Grant’s Passing of the Great Race would turn up once more after the war, at Nuremberg. Hitler’s personal physician Karl Brandt had been charged with brutal medical experiments and murder in the concentration camps. His lawyers introduced Grant’s book into evidence in his defense, arguing that the Nazis had merely done what prominent American scholars had advocated. Brandt was found guilty and sentenced to death.

We know better now, of course. And yet eugenic ideas still linger just beneath the skin, in what seem to be more innocent forms. We tend to think, for instance, that if we went to Yale, or better yet, went to Yale and married another Yalie, our children will be smart enough to go to Yale, too. The concept of regression toward the mean—invented, ironically, by Francis Galton, the original eugenicist—says, basically: don’t count on it. But outsiders still sometimes share our eugenic delusions.

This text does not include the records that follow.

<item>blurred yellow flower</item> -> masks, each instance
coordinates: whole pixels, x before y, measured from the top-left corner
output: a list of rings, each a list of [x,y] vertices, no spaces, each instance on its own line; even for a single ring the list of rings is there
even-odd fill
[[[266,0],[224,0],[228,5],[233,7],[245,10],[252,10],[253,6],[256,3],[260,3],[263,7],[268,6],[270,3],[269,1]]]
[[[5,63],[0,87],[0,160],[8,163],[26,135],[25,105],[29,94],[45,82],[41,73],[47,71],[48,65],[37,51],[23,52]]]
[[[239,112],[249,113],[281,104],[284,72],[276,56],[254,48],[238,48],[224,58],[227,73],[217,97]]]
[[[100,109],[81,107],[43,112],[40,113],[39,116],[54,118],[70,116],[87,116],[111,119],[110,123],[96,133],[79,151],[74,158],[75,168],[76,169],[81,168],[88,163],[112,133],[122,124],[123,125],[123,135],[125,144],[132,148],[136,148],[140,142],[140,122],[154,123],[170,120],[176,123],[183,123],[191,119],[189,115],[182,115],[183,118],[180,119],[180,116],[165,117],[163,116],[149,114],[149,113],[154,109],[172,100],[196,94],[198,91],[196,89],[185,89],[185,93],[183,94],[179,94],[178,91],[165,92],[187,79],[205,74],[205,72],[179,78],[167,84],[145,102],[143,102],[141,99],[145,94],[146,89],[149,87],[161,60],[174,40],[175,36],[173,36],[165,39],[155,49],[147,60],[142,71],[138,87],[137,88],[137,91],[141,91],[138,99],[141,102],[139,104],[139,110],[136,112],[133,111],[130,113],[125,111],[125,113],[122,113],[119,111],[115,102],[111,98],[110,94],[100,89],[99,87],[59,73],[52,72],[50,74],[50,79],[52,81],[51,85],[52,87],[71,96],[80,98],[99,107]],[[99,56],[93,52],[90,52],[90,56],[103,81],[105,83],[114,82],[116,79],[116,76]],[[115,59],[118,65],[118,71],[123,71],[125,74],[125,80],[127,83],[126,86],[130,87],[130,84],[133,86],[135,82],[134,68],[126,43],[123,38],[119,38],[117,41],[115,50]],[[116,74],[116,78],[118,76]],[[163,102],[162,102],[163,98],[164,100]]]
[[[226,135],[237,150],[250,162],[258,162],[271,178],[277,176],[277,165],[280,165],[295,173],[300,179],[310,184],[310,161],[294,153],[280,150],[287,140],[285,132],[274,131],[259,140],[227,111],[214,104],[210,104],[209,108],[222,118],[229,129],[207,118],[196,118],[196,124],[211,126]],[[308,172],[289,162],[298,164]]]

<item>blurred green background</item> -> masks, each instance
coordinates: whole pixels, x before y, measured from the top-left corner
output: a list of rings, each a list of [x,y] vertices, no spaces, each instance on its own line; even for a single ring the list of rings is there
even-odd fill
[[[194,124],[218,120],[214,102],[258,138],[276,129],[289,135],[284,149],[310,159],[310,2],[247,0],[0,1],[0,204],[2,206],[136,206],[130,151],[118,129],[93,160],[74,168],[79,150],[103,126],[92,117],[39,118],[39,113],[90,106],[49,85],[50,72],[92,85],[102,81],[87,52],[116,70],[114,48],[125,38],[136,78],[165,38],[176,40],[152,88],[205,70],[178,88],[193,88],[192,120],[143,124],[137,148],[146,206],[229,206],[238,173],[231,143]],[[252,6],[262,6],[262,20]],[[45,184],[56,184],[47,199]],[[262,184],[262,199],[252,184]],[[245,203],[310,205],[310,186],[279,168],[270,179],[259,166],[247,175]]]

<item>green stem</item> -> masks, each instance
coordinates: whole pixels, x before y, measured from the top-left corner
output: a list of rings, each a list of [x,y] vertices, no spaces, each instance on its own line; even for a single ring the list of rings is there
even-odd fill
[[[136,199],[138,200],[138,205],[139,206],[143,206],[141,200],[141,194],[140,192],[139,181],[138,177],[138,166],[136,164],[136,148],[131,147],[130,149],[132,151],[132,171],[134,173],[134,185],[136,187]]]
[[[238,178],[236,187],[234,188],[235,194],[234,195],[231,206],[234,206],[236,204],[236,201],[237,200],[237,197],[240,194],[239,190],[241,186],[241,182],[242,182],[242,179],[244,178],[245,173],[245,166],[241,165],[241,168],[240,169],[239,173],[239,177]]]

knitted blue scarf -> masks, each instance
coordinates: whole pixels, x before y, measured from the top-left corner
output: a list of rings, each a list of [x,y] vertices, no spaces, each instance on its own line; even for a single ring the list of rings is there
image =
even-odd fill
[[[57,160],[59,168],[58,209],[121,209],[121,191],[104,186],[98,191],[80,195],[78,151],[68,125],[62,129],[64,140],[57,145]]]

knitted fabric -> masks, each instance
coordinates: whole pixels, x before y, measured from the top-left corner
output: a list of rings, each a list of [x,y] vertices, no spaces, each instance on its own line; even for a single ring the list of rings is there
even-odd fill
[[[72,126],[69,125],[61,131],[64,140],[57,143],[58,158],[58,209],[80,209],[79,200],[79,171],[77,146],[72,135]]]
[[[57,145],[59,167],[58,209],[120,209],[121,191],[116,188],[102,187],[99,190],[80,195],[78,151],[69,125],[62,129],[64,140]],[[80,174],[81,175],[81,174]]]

Would-be parents routinely place ads in college newspapers and online offering to pay top dollar to gamete donors who are slender, attractive, of the desired ethnic group, with killer SAT scores—and an Ivy League education.

Irving Fisher and the other Yale eugenicists would no doubt rejoice that the university’s germ plasm is still so highly valued—at up to ten times the price for other colleges. But if they looked more carefully at the evidence, they would discover that these highly desirable donors are now often the grandsons and granddaughters of the very immigrants they once worked so hard to eliminate.